GitHub Repository: keras-team/keras-io
Path: blob/master/examples/nlp/md/pretrained_word_embeddings.md
³⁵⁰⁸ views

Using pre-trained word embeddings

Author: fchollet
Date created: 2020/05/05
Last modified: 2020/05/05
Description: Text classification on the Newsgroup20 dataset using pre-trained GloVe word embeddings.

View in Colab • GitHub source

Setup

import os

# Only the TensorFlow backend supports string inputs.
os.environ["KERAS_BACKEND"] = "tensorflow"

import pathlib
import numpy as np
import tensorflow.data as tf_data
import keras
from keras import layers

Introduction

In this example, we show how to train a text classification model that uses pre-trained word embeddings.

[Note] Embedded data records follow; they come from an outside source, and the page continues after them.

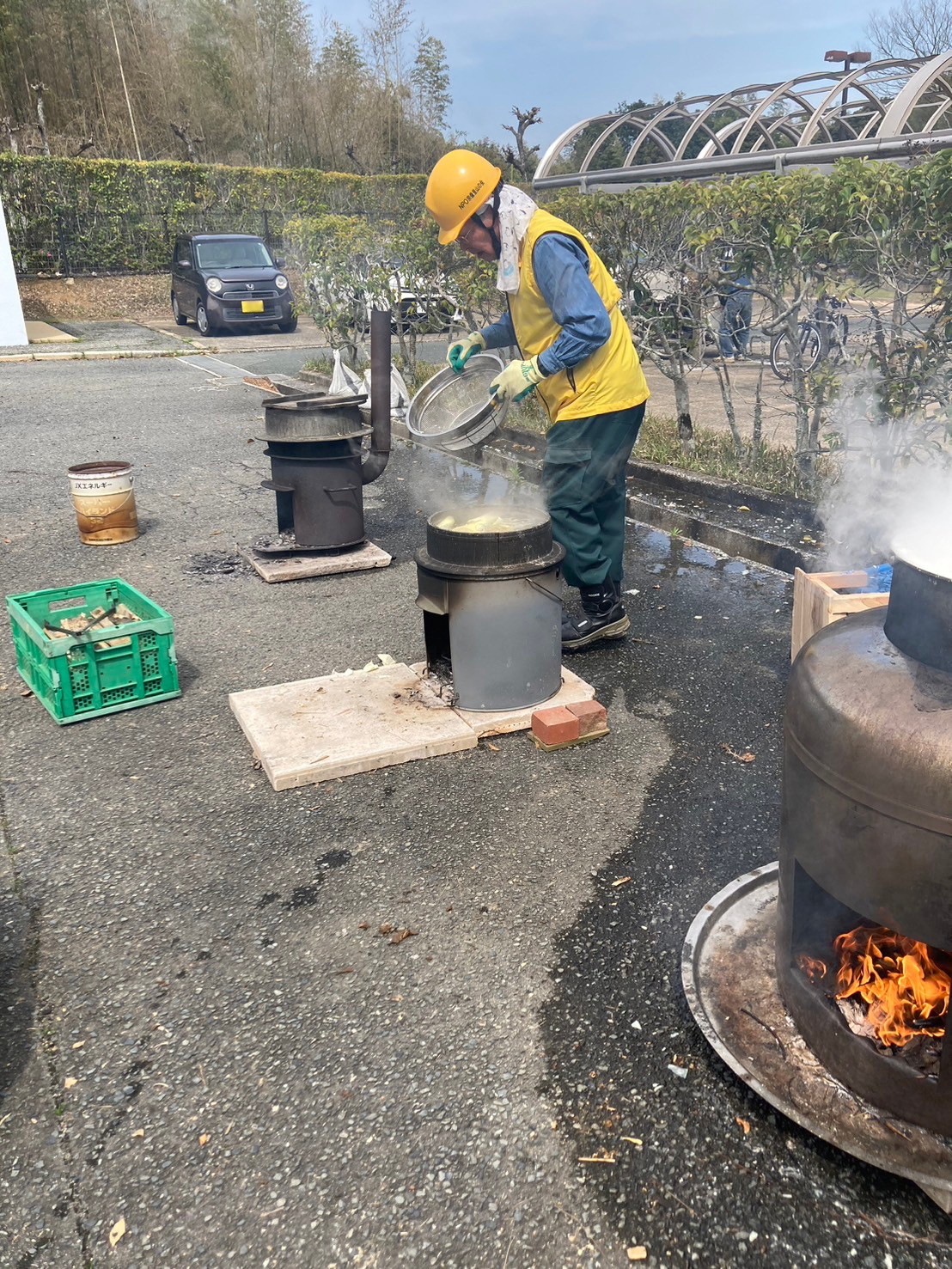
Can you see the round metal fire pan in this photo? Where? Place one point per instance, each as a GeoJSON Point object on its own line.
{"type": "Point", "coordinates": [729, 976]}
{"type": "Point", "coordinates": [314, 419]}
{"type": "Point", "coordinates": [322, 451]}
{"type": "Point", "coordinates": [499, 547]}
{"type": "Point", "coordinates": [455, 412]}
{"type": "Point", "coordinates": [494, 572]}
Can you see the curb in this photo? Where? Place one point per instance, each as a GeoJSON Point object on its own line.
{"type": "Point", "coordinates": [116, 354]}
{"type": "Point", "coordinates": [526, 462]}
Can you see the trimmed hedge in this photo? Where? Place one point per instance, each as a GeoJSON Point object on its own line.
{"type": "Point", "coordinates": [113, 216]}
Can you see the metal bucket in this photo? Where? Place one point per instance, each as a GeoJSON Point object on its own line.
{"type": "Point", "coordinates": [104, 503]}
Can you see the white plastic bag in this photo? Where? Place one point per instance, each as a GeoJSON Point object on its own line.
{"type": "Point", "coordinates": [345, 380]}
{"type": "Point", "coordinates": [399, 391]}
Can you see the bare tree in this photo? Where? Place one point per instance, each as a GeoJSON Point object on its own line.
{"type": "Point", "coordinates": [524, 157]}
{"type": "Point", "coordinates": [41, 117]}
{"type": "Point", "coordinates": [351, 155]}
{"type": "Point", "coordinates": [184, 133]}
{"type": "Point", "coordinates": [915, 28]}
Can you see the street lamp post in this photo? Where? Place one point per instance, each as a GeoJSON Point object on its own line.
{"type": "Point", "coordinates": [850, 60]}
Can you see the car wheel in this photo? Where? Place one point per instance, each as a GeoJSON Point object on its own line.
{"type": "Point", "coordinates": [204, 326]}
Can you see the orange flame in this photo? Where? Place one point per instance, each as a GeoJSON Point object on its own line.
{"type": "Point", "coordinates": [896, 978]}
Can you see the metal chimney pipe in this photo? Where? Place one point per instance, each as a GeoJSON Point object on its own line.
{"type": "Point", "coordinates": [376, 461]}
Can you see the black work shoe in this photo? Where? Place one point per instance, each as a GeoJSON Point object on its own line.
{"type": "Point", "coordinates": [603, 617]}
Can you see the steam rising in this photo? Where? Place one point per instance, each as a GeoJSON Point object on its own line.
{"type": "Point", "coordinates": [888, 499]}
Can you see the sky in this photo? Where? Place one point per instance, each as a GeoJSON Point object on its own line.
{"type": "Point", "coordinates": [575, 58]}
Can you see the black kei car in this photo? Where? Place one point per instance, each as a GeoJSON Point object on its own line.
{"type": "Point", "coordinates": [229, 279]}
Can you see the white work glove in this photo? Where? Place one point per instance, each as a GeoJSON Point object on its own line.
{"type": "Point", "coordinates": [516, 381]}
{"type": "Point", "coordinates": [462, 349]}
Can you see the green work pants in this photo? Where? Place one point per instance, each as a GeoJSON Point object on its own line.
{"type": "Point", "coordinates": [583, 479]}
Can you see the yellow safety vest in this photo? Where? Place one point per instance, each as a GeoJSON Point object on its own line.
{"type": "Point", "coordinates": [611, 378]}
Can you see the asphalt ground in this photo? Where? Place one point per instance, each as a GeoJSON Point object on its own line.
{"type": "Point", "coordinates": [204, 1032]}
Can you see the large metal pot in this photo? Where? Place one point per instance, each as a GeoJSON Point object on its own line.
{"type": "Point", "coordinates": [866, 833]}
{"type": "Point", "coordinates": [491, 611]}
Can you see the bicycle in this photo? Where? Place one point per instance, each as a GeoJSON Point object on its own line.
{"type": "Point", "coordinates": [821, 337]}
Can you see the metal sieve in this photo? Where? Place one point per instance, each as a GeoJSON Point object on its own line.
{"type": "Point", "coordinates": [454, 412]}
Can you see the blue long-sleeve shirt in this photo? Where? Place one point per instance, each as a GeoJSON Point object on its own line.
{"type": "Point", "coordinates": [561, 269]}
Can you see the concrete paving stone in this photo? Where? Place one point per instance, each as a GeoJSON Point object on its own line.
{"type": "Point", "coordinates": [265, 1077]}
{"type": "Point", "coordinates": [339, 725]}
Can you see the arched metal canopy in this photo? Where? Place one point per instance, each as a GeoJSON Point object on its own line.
{"type": "Point", "coordinates": [888, 109]}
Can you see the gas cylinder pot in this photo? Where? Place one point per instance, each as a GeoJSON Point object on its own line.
{"type": "Point", "coordinates": [318, 463]}
{"type": "Point", "coordinates": [315, 452]}
{"type": "Point", "coordinates": [490, 590]}
{"type": "Point", "coordinates": [864, 933]}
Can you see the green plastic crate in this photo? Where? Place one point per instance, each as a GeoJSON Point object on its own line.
{"type": "Point", "coordinates": [72, 676]}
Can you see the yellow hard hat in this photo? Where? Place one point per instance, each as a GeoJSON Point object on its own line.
{"type": "Point", "coordinates": [459, 186]}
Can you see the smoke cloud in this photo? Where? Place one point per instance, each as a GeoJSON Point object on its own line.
{"type": "Point", "coordinates": [893, 495]}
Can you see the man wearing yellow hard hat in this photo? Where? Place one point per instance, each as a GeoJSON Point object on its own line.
{"type": "Point", "coordinates": [577, 353]}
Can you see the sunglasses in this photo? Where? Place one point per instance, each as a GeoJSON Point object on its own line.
{"type": "Point", "coordinates": [465, 236]}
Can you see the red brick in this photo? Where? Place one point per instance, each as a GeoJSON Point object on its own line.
{"type": "Point", "coordinates": [592, 716]}
{"type": "Point", "coordinates": [555, 726]}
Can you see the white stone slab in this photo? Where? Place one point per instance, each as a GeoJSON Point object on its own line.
{"type": "Point", "coordinates": [291, 567]}
{"type": "Point", "coordinates": [321, 729]}
{"type": "Point", "coordinates": [42, 333]}
{"type": "Point", "coordinates": [500, 723]}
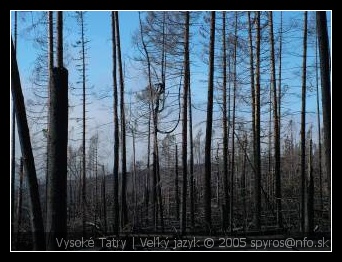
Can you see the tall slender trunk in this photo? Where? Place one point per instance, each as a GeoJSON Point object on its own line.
{"type": "Point", "coordinates": [185, 119]}
{"type": "Point", "coordinates": [13, 137]}
{"type": "Point", "coordinates": [176, 184]}
{"type": "Point", "coordinates": [304, 213]}
{"type": "Point", "coordinates": [323, 42]}
{"type": "Point", "coordinates": [276, 127]}
{"type": "Point", "coordinates": [319, 133]}
{"type": "Point", "coordinates": [84, 177]}
{"type": "Point", "coordinates": [191, 163]}
{"type": "Point", "coordinates": [50, 63]}
{"type": "Point", "coordinates": [58, 129]}
{"type": "Point", "coordinates": [116, 133]}
{"type": "Point", "coordinates": [232, 172]}
{"type": "Point", "coordinates": [224, 123]}
{"type": "Point", "coordinates": [209, 126]}
{"type": "Point", "coordinates": [257, 160]}
{"type": "Point", "coordinates": [151, 116]}
{"type": "Point", "coordinates": [20, 200]}
{"type": "Point", "coordinates": [124, 218]}
{"type": "Point", "coordinates": [310, 190]}
{"type": "Point", "coordinates": [37, 225]}
{"type": "Point", "coordinates": [104, 200]}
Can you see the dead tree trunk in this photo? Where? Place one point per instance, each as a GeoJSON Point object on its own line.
{"type": "Point", "coordinates": [13, 139]}
{"type": "Point", "coordinates": [323, 42]}
{"type": "Point", "coordinates": [209, 127]}
{"type": "Point", "coordinates": [276, 127]}
{"type": "Point", "coordinates": [257, 158]}
{"type": "Point", "coordinates": [319, 133]}
{"type": "Point", "coordinates": [26, 149]}
{"type": "Point", "coordinates": [304, 214]}
{"type": "Point", "coordinates": [232, 172]}
{"type": "Point", "coordinates": [104, 199]}
{"type": "Point", "coordinates": [116, 134]}
{"type": "Point", "coordinates": [225, 123]}
{"type": "Point", "coordinates": [124, 218]}
{"type": "Point", "coordinates": [311, 190]}
{"type": "Point", "coordinates": [176, 184]}
{"type": "Point", "coordinates": [58, 133]}
{"type": "Point", "coordinates": [185, 119]}
{"type": "Point", "coordinates": [20, 200]}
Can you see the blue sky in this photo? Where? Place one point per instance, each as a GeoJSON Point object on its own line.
{"type": "Point", "coordinates": [100, 67]}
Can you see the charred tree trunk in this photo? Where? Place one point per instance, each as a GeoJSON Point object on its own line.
{"type": "Point", "coordinates": [319, 133]}
{"type": "Point", "coordinates": [225, 124]}
{"type": "Point", "coordinates": [26, 149]}
{"type": "Point", "coordinates": [209, 127]}
{"type": "Point", "coordinates": [276, 127]}
{"type": "Point", "coordinates": [185, 119]}
{"type": "Point", "coordinates": [311, 190]}
{"type": "Point", "coordinates": [13, 139]}
{"type": "Point", "coordinates": [124, 218]}
{"type": "Point", "coordinates": [304, 214]}
{"type": "Point", "coordinates": [176, 185]}
{"type": "Point", "coordinates": [104, 199]}
{"type": "Point", "coordinates": [232, 172]}
{"type": "Point", "coordinates": [58, 129]}
{"type": "Point", "coordinates": [257, 158]}
{"type": "Point", "coordinates": [323, 42]}
{"type": "Point", "coordinates": [20, 200]}
{"type": "Point", "coordinates": [116, 134]}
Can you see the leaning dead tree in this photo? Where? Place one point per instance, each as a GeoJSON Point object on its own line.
{"type": "Point", "coordinates": [26, 149]}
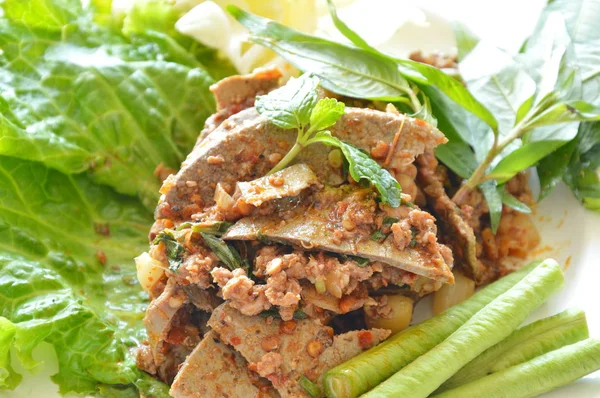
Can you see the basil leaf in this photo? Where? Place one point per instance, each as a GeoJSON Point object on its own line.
{"type": "Point", "coordinates": [460, 126]}
{"type": "Point", "coordinates": [225, 252]}
{"type": "Point", "coordinates": [514, 203]}
{"type": "Point", "coordinates": [571, 111]}
{"type": "Point", "coordinates": [552, 168]}
{"type": "Point", "coordinates": [493, 195]}
{"type": "Point", "coordinates": [325, 113]}
{"type": "Point", "coordinates": [346, 30]}
{"type": "Point", "coordinates": [465, 39]}
{"type": "Point", "coordinates": [522, 158]}
{"type": "Point", "coordinates": [458, 156]}
{"type": "Point", "coordinates": [429, 75]}
{"type": "Point", "coordinates": [345, 70]}
{"type": "Point", "coordinates": [581, 18]}
{"type": "Point", "coordinates": [498, 81]}
{"type": "Point", "coordinates": [582, 173]}
{"type": "Point", "coordinates": [290, 106]}
{"type": "Point", "coordinates": [174, 249]}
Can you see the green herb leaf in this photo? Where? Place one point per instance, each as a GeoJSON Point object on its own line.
{"type": "Point", "coordinates": [493, 195]}
{"type": "Point", "coordinates": [552, 168]}
{"type": "Point", "coordinates": [362, 167]}
{"type": "Point", "coordinates": [226, 253]}
{"type": "Point", "coordinates": [514, 203]}
{"type": "Point", "coordinates": [290, 106]}
{"type": "Point", "coordinates": [326, 113]}
{"type": "Point", "coordinates": [175, 250]}
{"type": "Point", "coordinates": [355, 72]}
{"type": "Point", "coordinates": [581, 18]}
{"type": "Point", "coordinates": [571, 111]}
{"type": "Point", "coordinates": [345, 70]}
{"type": "Point", "coordinates": [582, 174]}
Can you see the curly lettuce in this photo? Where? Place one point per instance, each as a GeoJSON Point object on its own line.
{"type": "Point", "coordinates": [87, 115]}
{"type": "Point", "coordinates": [83, 97]}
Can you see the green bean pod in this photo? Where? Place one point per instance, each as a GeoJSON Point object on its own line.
{"type": "Point", "coordinates": [537, 376]}
{"type": "Point", "coordinates": [526, 343]}
{"type": "Point", "coordinates": [366, 370]}
{"type": "Point", "coordinates": [492, 324]}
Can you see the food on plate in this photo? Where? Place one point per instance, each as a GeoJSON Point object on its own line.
{"type": "Point", "coordinates": [489, 326]}
{"type": "Point", "coordinates": [364, 372]}
{"type": "Point", "coordinates": [297, 229]}
{"type": "Point", "coordinates": [526, 343]}
{"type": "Point", "coordinates": [537, 376]}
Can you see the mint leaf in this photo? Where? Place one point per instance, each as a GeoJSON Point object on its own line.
{"type": "Point", "coordinates": [290, 106]}
{"type": "Point", "coordinates": [362, 167]}
{"type": "Point", "coordinates": [514, 203]}
{"type": "Point", "coordinates": [325, 113]}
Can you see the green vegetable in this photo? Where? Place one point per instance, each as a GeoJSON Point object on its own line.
{"type": "Point", "coordinates": [537, 376]}
{"type": "Point", "coordinates": [366, 370]}
{"type": "Point", "coordinates": [524, 344]}
{"type": "Point", "coordinates": [582, 172]}
{"type": "Point", "coordinates": [174, 249]}
{"type": "Point", "coordinates": [8, 378]}
{"type": "Point", "coordinates": [82, 110]}
{"type": "Point", "coordinates": [66, 277]}
{"type": "Point", "coordinates": [514, 203]}
{"type": "Point", "coordinates": [351, 71]}
{"type": "Point", "coordinates": [85, 98]}
{"type": "Point", "coordinates": [296, 106]}
{"type": "Point", "coordinates": [311, 388]}
{"type": "Point", "coordinates": [225, 252]}
{"type": "Point", "coordinates": [489, 326]}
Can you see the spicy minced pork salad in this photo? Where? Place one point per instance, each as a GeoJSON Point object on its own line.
{"type": "Point", "coordinates": [305, 193]}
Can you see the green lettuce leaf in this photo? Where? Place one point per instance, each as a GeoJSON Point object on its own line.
{"type": "Point", "coordinates": [87, 98]}
{"type": "Point", "coordinates": [67, 276]}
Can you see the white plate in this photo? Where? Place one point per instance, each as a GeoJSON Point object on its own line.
{"type": "Point", "coordinates": [570, 234]}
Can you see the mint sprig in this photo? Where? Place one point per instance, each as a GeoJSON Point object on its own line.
{"type": "Point", "coordinates": [296, 106]}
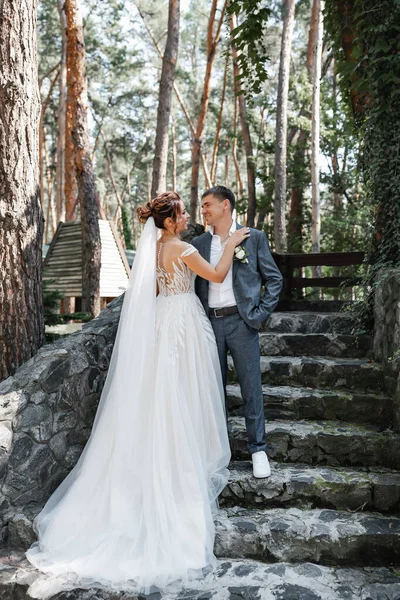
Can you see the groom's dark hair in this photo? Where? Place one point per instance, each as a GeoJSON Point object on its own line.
{"type": "Point", "coordinates": [222, 193]}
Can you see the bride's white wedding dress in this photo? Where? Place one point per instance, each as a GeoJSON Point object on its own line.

We'll work with the Newsgroup20 dataset, a set of 20,000 message board messages belonging to 20 different topic categories.

For the pre-trained word embeddings, we'll use GloVe embeddings.

Download the Newsgroup20 data

data_path = keras.utils.get_file(
    "news20.tar.gz",
    "http://www.cs.cmu.edu/afs/cs.cmu.edu/project/theo-20/www/data/news20.tar.gz",
    untar=True,
)

Let's take a look at the data

data_dir = pathlib.Path(data_path).parent / "20_newsgroup"
dirnames = os.listdir(data_dir)
print("Number of directories:", len(dirnames))
print("Directory names:", dirnames)

fnames = os.listdir(data_dir / "comp.graphics")
print("Number of files in comp.graphics:", len(fnames))
print("Some example filenames:", fnames[:5])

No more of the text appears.